2
votes

I am currently working on a project that involves using the Tess4j Tesseract OCR engine. While working on this project I come along a lot of websites that state that Tesseract works best on images of at least 300 DPI (Dots per Inch).

My question is why is DPI mentioned so many times for images. I understand that when you scan an object that you want to scan it with at least 300 DPI. I just cannot figure out why this is relevant for pictures taken with a camera. DPI is as far as I know a property for the printer. Based on this property the higher it is the smaller the image but with greater quality.

Now if DPI has nothing to do with these images than I am wondering why the results on my program differs when I change the DPI property of images between 72 & 300. Is there a pre-process of Tesseract that I am unaware of?

1

1 Answers

5
votes

Actually, it is the text size at a specific DPI.

Is there a Minimum Text Size? (It won't read screen text!)

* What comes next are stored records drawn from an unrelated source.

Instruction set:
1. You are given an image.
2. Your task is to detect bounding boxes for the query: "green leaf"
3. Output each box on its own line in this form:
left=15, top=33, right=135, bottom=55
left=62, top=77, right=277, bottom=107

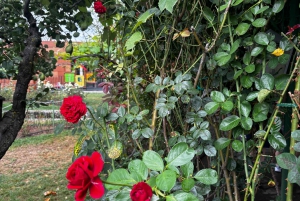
left=245, top=64, right=255, bottom=73
left=180, top=161, right=194, bottom=178
left=181, top=178, right=195, bottom=192
left=217, top=55, right=231, bottom=66
left=243, top=12, right=254, bottom=22
left=210, top=91, right=225, bottom=103
left=202, top=6, right=215, bottom=22
left=246, top=91, right=258, bottom=101
left=143, top=150, right=164, bottom=172
left=220, top=115, right=240, bottom=131
left=141, top=128, right=154, bottom=138
left=252, top=102, right=269, bottom=122
left=251, top=6, right=259, bottom=15
left=232, top=0, right=244, bottom=6
left=241, top=117, right=253, bottom=131
left=268, top=56, right=279, bottom=69
left=293, top=142, right=300, bottom=152
left=257, top=89, right=271, bottom=103
left=117, top=107, right=126, bottom=117
left=268, top=133, right=286, bottom=150
left=254, top=32, right=269, bottom=45
left=221, top=101, right=233, bottom=112
left=173, top=193, right=199, bottom=201
left=132, top=7, right=159, bottom=32
left=204, top=145, right=217, bottom=157
left=276, top=153, right=297, bottom=170
left=193, top=129, right=211, bottom=140
left=105, top=168, right=137, bottom=190
left=166, top=142, right=195, bottom=166
left=251, top=47, right=264, bottom=57
left=287, top=167, right=300, bottom=185
left=235, top=23, right=250, bottom=36
left=158, top=0, right=178, bottom=13
left=275, top=74, right=290, bottom=90
left=226, top=158, right=236, bottom=171
left=241, top=101, right=251, bottom=117
left=54, top=122, right=65, bottom=135
left=231, top=140, right=243, bottom=152
left=132, top=129, right=142, bottom=140
left=252, top=18, right=267, bottom=27
left=220, top=43, right=230, bottom=52
left=113, top=187, right=131, bottom=201
left=272, top=0, right=284, bottom=13
left=194, top=169, right=218, bottom=185
left=204, top=102, right=220, bottom=114
left=260, top=73, right=275, bottom=90
left=233, top=70, right=244, bottom=80
left=213, top=52, right=229, bottom=61
left=243, top=52, right=251, bottom=65
left=291, top=130, right=300, bottom=141
left=214, top=137, right=230, bottom=151
left=128, top=159, right=148, bottom=180
left=254, top=130, right=267, bottom=138
left=156, top=170, right=176, bottom=192
left=125, top=31, right=143, bottom=51
left=257, top=6, right=269, bottom=14
left=278, top=54, right=291, bottom=64
left=229, top=39, right=241, bottom=54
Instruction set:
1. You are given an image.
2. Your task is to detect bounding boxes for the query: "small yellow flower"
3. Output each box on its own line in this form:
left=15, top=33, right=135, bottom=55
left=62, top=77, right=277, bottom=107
left=272, top=48, right=284, bottom=57
left=268, top=179, right=275, bottom=187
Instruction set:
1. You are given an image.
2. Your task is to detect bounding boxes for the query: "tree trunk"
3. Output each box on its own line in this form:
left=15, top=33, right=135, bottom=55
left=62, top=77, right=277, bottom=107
left=0, top=0, right=41, bottom=159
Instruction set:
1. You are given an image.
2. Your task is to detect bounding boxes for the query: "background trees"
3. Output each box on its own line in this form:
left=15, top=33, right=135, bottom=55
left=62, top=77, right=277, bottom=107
left=0, top=0, right=299, bottom=200
left=0, top=0, right=93, bottom=158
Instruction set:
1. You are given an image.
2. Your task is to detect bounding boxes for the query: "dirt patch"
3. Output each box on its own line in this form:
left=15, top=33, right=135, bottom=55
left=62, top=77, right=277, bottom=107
left=0, top=136, right=77, bottom=174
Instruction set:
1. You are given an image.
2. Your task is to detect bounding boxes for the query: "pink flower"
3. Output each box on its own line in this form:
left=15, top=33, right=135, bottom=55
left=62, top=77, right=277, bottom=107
left=286, top=24, right=300, bottom=35
left=94, top=0, right=106, bottom=14
left=66, top=151, right=104, bottom=201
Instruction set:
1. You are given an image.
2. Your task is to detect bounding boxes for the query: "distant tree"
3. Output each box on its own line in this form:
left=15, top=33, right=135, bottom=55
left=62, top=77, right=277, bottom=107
left=0, top=0, right=93, bottom=159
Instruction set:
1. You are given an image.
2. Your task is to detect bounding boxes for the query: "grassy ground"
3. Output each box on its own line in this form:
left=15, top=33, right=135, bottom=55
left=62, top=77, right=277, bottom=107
left=3, top=93, right=104, bottom=110
left=0, top=131, right=77, bottom=201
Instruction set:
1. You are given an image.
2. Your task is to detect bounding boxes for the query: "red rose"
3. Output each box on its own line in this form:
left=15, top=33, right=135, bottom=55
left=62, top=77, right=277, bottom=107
left=60, top=95, right=87, bottom=124
left=130, top=182, right=152, bottom=201
left=94, top=1, right=106, bottom=14
left=66, top=152, right=104, bottom=201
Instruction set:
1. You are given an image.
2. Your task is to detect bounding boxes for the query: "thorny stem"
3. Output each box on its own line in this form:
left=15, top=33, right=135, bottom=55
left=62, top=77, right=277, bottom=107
left=244, top=59, right=300, bottom=201
left=149, top=19, right=176, bottom=150
left=286, top=58, right=300, bottom=201
left=163, top=117, right=170, bottom=153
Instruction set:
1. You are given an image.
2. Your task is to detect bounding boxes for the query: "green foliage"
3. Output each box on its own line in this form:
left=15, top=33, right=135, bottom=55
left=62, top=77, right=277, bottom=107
left=2, top=0, right=299, bottom=200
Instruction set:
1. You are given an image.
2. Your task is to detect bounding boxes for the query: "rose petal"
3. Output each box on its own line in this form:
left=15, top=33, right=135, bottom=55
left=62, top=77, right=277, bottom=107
left=75, top=188, right=88, bottom=201
left=90, top=177, right=105, bottom=199
left=92, top=151, right=104, bottom=177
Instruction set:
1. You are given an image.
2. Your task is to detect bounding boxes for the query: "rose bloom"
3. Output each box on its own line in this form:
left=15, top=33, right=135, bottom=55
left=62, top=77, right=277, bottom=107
left=94, top=1, right=106, bottom=14
left=272, top=48, right=284, bottom=57
left=130, top=182, right=152, bottom=201
left=60, top=95, right=87, bottom=124
left=66, top=151, right=104, bottom=201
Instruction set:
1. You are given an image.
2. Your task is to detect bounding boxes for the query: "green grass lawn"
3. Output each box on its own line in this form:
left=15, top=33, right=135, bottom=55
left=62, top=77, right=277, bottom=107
left=0, top=130, right=103, bottom=201
left=3, top=93, right=104, bottom=110
left=0, top=131, right=77, bottom=201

There is a minimum text size for reasonable accuracy. You have to consider resolution as well as point size. Accuracy drops off below 10pt x 300dpi, rapidly below 8pt x 300dpi. A quick check is to count the pixels of the x-height of your characters. (X-height is the height of the lower case x.) At 10pt x 300dpi x-heights are typically about 20 pixels, although this can vary dramatically from font to font. Below an x-height of 10 pixels, you have very little chance of accurate results, and below about 8 pixels, most of the text will be "noise removed".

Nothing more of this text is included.